The text is small and the word count per page is massive. With tiny margins, this makes for a demanding read, but it is worth it. The general reader would perhaps not require such detail, and arguably the academic specialist is the reader the authors have in mind.
Thomas Hennessey and Claire Thomas may confidently lay claim to having produced the first general history of MI5, and there has been a demand for such a book ever since archives were opened to researchers. However, in some ways there is too much information here.
It is, in essence, two books combined: one dealing with the story through the biographies of personnel - from Vernon Kell at the beginning to today's director general - and the other giving a factual account rooted in archival sources. This is because there is a huge amount of reference data, integrated into the central narrative.
In fact, this is a reference work. There is such a mass of detail at times that the reader has to pause, reread and absorb a large quantity of information, mostly names and places. Every phase of the development of MI5 is here in depth, from Kell's liaison with Scotland Yard and Special Branch through to the attempt to combat the new terrorism of the 21st century.
Perhaps most exhaustive is the series of chapters dealing with the Second World War, after the sacking of Kell, and Sir David Petrie's reforms.
Before Kell and the Committee for Imperial Defence at the opening of the 20th century, espionage had been present only in the dark margins of the empire. It was a patchwork involving various categories of men, including diplomats, travellers, journalists and military staff.
The Arab Bureau under Mark Sykes and others in some ways instigated certain concepts of structure and organisation of intelligence in time of war. However, it took Kell's work against the German spy network on the domestic front during the Great War to reveal the true potential of espionage in all contexts, from home security to international liaison.
Hennessey and Thomas interweave stories of the human element within the larger meta-narrative of espionage becoming placed and defined within the state. For instance, they use the memoir of Kell's wife to provide a telling insight into the personal side of this talented organiser and linguist.
There are hundreds of cameos of agents as the story progresses, and some are outstanding, such as those of "Tin-Eye" Robin Stephens, the interrogator of internment in the Ham centre near Richmond, and the mysterious Miss X, who played a major part in breaking the Glading spy ring.

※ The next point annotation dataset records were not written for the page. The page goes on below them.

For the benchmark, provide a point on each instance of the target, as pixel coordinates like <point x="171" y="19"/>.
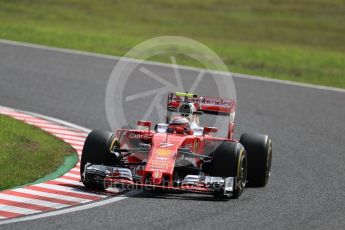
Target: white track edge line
<point x="113" y="57"/>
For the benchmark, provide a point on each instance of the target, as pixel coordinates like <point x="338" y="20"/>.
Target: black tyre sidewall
<point x="96" y="149"/>
<point x="259" y="157"/>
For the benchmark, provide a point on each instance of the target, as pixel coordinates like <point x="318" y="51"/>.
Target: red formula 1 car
<point x="179" y="155"/>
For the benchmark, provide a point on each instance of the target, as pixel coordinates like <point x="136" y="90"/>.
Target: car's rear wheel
<point x="96" y="150"/>
<point x="230" y="160"/>
<point x="259" y="154"/>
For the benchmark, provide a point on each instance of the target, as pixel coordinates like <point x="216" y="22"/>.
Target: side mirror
<point x="210" y="130"/>
<point x="145" y="124"/>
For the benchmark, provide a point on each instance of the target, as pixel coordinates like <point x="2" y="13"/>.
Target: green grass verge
<point x="299" y="40"/>
<point x="28" y="153"/>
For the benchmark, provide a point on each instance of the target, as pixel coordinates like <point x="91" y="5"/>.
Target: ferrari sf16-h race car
<point x="179" y="155"/>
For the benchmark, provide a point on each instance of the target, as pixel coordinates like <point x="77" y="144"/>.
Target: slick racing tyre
<point x="96" y="151"/>
<point x="259" y="157"/>
<point x="230" y="160"/>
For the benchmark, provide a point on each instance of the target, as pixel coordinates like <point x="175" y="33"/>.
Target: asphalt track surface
<point x="306" y="190"/>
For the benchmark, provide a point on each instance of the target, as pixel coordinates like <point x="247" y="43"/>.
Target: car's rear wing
<point x="208" y="105"/>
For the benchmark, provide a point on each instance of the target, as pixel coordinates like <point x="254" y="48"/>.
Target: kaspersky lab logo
<point x="138" y="89"/>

But arguably Maxwell Knight steals the show: this eccentric and brilliant man, known as "M", worked out of Dolphin Square in London, running a team of infiltrators into Soviet-linked groups. From this, Olga Gray emerges as a woman whose life will surely be featured in a film soon, with the story of the Woolwich Arsenal spy ring.

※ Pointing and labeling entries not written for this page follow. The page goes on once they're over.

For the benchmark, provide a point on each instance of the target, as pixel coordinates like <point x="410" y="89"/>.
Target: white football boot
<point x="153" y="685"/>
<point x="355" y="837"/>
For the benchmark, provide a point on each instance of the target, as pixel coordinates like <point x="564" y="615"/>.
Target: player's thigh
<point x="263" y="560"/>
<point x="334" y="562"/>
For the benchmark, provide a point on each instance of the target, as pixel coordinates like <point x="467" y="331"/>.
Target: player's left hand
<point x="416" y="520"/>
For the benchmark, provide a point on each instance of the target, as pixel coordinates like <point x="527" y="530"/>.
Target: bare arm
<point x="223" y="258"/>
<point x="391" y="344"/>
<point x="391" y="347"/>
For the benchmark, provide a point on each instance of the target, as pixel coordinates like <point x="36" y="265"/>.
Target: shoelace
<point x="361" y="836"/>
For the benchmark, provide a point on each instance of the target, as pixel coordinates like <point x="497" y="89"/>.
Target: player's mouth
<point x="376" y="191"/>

At the core of the book is an education in understanding the key elements of this so far little-known history.
We have had excellent books from Nigel West and Andrew Cook on the years up to 1945. But since the National Archives published its guide to sources last year (British Intelligence: Secrets, Spies and Sources by Stephen Twigge and Graham Macklin), historians of espionage have known what is there. Now Hennessey and Thomas are to be congratulated on their definitive and comprehensive history.